“Heer Jezus Christus, Zoon van God, ontferm U over mij, zondaar.”
Met deze eenvoudige roep leert de orthodoxe traditie ons bidden “zonder ophouden”. In dit boek legt Archimandriet Adriaan helder uit wat het Jezusgebed wel en niet is: geen oosterse meditatietechniek, geen truc om mystieke ervaringen op te wekken, maar een nuchtere, liefdevolle toewending tot Christus.
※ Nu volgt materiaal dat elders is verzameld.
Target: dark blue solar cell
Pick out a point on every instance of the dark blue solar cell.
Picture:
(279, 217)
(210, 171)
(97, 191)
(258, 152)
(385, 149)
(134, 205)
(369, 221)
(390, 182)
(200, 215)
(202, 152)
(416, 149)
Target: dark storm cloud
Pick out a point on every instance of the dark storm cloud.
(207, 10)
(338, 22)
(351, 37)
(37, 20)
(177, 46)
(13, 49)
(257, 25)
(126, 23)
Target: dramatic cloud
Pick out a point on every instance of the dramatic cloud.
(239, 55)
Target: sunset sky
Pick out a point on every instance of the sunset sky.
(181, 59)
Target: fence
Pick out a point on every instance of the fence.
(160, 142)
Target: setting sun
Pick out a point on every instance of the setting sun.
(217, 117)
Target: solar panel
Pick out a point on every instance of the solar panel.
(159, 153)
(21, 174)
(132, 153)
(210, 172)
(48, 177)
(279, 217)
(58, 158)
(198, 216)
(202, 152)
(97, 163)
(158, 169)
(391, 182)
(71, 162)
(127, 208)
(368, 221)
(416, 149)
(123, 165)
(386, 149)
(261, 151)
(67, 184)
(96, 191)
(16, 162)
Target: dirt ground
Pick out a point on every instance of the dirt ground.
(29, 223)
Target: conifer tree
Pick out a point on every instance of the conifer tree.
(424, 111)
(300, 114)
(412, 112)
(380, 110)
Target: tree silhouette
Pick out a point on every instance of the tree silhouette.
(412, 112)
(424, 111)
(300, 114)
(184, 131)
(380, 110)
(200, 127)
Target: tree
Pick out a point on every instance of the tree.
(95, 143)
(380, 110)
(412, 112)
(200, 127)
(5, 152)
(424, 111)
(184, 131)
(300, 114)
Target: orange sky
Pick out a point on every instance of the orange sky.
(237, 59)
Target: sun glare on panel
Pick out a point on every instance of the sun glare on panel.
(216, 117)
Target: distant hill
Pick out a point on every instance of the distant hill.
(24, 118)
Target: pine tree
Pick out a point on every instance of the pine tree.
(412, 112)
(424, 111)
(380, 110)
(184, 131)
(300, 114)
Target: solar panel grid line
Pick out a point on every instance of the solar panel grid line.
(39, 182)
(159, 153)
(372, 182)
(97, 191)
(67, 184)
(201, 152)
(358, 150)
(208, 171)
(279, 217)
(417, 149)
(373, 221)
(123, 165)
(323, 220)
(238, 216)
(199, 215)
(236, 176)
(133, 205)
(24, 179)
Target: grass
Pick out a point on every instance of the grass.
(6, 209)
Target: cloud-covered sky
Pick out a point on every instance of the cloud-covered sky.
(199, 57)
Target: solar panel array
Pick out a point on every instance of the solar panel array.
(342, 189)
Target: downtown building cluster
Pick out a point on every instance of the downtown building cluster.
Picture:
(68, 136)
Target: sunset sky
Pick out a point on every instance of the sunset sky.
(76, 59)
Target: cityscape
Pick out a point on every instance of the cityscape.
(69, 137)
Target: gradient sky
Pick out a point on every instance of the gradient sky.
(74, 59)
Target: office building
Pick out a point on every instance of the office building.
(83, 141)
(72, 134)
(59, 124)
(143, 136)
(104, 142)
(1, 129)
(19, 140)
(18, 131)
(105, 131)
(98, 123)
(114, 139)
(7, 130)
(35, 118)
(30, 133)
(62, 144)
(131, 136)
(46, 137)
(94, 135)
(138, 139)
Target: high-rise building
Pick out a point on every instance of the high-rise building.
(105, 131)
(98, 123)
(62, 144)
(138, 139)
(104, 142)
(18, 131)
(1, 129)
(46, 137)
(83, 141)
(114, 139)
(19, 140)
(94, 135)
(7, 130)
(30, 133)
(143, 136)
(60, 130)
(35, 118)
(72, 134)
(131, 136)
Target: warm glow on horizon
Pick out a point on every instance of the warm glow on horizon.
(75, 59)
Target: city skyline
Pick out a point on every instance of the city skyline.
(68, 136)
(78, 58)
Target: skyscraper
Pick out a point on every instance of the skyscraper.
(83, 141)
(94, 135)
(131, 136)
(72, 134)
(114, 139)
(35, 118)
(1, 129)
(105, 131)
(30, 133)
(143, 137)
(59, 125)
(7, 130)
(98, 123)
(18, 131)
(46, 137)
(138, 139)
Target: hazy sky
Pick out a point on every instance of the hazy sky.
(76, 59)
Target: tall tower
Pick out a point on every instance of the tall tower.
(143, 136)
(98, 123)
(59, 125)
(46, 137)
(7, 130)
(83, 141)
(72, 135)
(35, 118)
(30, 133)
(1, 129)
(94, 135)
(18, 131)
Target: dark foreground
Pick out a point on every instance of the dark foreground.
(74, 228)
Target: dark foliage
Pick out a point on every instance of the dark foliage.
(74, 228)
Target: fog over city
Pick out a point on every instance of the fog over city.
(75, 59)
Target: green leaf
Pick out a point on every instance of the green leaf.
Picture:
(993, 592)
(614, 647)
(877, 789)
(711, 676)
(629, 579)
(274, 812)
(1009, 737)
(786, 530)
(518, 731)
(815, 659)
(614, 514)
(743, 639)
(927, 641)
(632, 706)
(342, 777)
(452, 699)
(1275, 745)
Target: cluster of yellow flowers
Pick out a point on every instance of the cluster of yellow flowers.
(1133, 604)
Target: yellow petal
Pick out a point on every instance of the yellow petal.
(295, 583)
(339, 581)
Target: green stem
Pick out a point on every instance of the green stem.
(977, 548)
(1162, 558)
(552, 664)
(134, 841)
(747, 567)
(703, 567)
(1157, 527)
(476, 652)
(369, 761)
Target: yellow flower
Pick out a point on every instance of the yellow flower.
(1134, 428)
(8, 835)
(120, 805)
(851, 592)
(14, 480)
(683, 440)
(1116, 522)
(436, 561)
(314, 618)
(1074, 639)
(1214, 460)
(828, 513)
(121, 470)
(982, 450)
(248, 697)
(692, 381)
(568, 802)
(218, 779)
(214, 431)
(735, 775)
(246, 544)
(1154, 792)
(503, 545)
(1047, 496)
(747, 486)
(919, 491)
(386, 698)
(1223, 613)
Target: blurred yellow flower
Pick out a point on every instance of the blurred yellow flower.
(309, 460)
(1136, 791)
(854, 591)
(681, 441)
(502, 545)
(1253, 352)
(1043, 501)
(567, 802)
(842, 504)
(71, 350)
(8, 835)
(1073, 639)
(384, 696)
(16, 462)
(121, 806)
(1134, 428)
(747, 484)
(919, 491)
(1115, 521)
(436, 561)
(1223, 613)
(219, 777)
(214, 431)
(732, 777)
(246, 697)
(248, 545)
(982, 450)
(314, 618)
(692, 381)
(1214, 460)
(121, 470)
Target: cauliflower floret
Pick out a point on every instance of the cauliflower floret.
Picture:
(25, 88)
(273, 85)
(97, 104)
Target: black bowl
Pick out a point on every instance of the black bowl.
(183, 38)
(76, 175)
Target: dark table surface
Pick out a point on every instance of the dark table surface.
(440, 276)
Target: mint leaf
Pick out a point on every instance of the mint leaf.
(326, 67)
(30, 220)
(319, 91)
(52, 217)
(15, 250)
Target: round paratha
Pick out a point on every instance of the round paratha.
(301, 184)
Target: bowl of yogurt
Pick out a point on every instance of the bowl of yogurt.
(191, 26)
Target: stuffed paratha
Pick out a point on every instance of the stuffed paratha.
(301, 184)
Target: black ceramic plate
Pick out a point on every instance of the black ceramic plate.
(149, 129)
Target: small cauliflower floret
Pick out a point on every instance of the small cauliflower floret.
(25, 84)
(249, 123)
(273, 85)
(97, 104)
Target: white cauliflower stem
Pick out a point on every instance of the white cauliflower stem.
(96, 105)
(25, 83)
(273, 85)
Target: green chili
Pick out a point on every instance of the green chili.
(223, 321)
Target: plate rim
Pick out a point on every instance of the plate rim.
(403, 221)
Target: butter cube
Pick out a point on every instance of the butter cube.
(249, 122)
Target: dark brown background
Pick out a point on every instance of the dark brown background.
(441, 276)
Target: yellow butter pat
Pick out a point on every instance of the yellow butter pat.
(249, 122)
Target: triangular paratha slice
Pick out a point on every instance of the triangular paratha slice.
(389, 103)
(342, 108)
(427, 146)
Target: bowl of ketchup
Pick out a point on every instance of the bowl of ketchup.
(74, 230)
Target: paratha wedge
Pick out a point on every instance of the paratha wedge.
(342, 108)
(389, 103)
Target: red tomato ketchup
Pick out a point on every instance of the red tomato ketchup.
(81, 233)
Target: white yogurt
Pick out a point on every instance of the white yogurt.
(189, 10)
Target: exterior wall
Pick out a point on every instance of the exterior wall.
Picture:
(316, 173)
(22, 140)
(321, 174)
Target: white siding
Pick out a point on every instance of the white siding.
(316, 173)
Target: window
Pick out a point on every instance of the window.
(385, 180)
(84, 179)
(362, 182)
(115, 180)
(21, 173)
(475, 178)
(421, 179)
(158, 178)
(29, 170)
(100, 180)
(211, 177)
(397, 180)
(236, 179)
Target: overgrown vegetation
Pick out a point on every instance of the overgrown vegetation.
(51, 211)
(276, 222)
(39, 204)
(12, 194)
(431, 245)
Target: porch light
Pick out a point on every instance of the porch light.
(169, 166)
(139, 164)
De auteur bespreekt de Bijbelse wortels (de blinde van Jericho, de tollenaar), het Thabor-licht, de kracht van de Naam, en het verschil tussen hesychastische weg en de gewone christenweg. Hij geeft concrete raad voor het begin: langzaam bidden, zonder haast of kunstgrepen, de woorden wegen, kleine pauzes, trouw in het kleine — tot het gebed “zichzelf” gaat bidden. Rijk gelardeerd met stemmen uit de Philokalia biedt het boek tegelijk correctie en bemoediging: God geeft de vrucht op Zijn tijd.
Voor iedereen die Christus wil gedenken te midden van werk, zorg en drukte — en het gewone leven wil doordrenken met het gebed van het hart.